I’ll come back to this point in just a moment but, first, I want to talk about one other unique feature of this script: the chapter titles. Periodically, a black screen appears with a chapter title. Usually they’re quotes from the next section of the film, like “This Mud Stinks” and “I Dreamt I Stabbed You in the Eye.” 

At first, I thought perhaps the screenwriters, Deborah Davis and Tony McNamara, might have tried to apply story structure to each individual chapter, rather than the film as a whole. While that would have been an interesting (though I wouldn’t necessarily guarantee successful) tactic, I don’t think that’s what happened. 

The chapter titles don’t appear in the final draft of the shooting script. This is just conjecture on my part, but I suspect adding the chapter titles was a decision made during post production to make the film more “artistic.”

However, the segmenting of the script imposed by the chapter titles does reveal something interesting. One chapter in particular, works better than the others.
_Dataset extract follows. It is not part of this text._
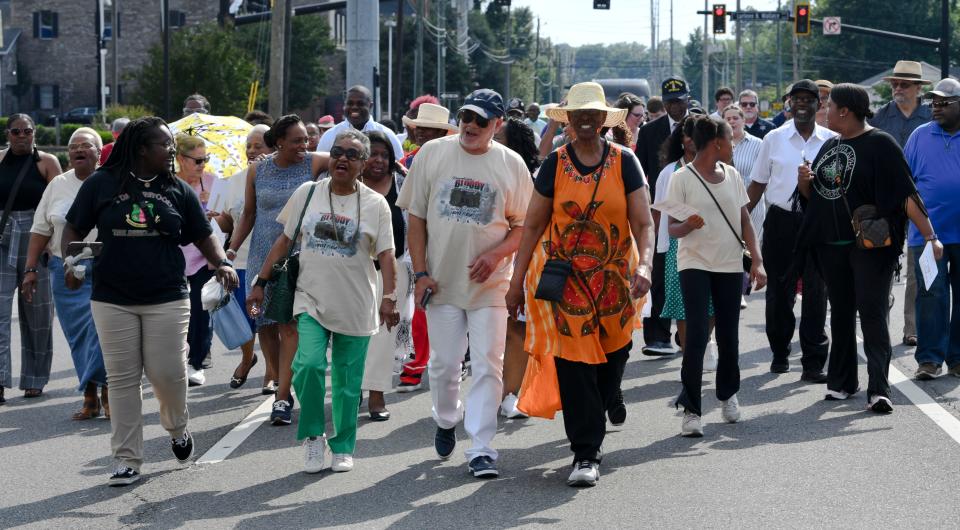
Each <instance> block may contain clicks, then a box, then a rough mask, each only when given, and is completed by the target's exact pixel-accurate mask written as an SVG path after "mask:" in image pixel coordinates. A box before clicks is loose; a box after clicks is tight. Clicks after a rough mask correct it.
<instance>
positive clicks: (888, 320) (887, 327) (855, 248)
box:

It’s the part when Abigail first gets to know the Queen. By itself, it works because it shows A) the Queen (aka the protagonist) changing and B) Lady Sarah as an antagonist being defeated.

This brings me back to my point about adapting history. It would have been completely possible (and perhaps advisable) to zoom in on this particular part of the story. In which case, Abigail’s character would merely be a supporting role to the struggle between Queen Anne’s naïveté and Lady Sarah’s overconfidence. 

Now, is that the whole story? Does everyone live happily ever after once the Queen gains the confidence to reject Sarah’s policy decisions in favor of her own? Of course not. 

But a screenwriter’s primary job is not to teach a history class, it is to craft well structured stories. That isolated moment fits three act structure much more cleanly than the extended period the screenwriters chose to tackle. 

Personally, I feel like the unusual characteristics of this film, from its unusual segmented format to the extreme wide-angle lens shots (a topic for another blog) are being over-hyped as original and artistic. Coupled with the admittedly stunning performances and well-written dialogue, I think critics are glossing over the poor story structure.

Just because something is weird, doesn’t make it good.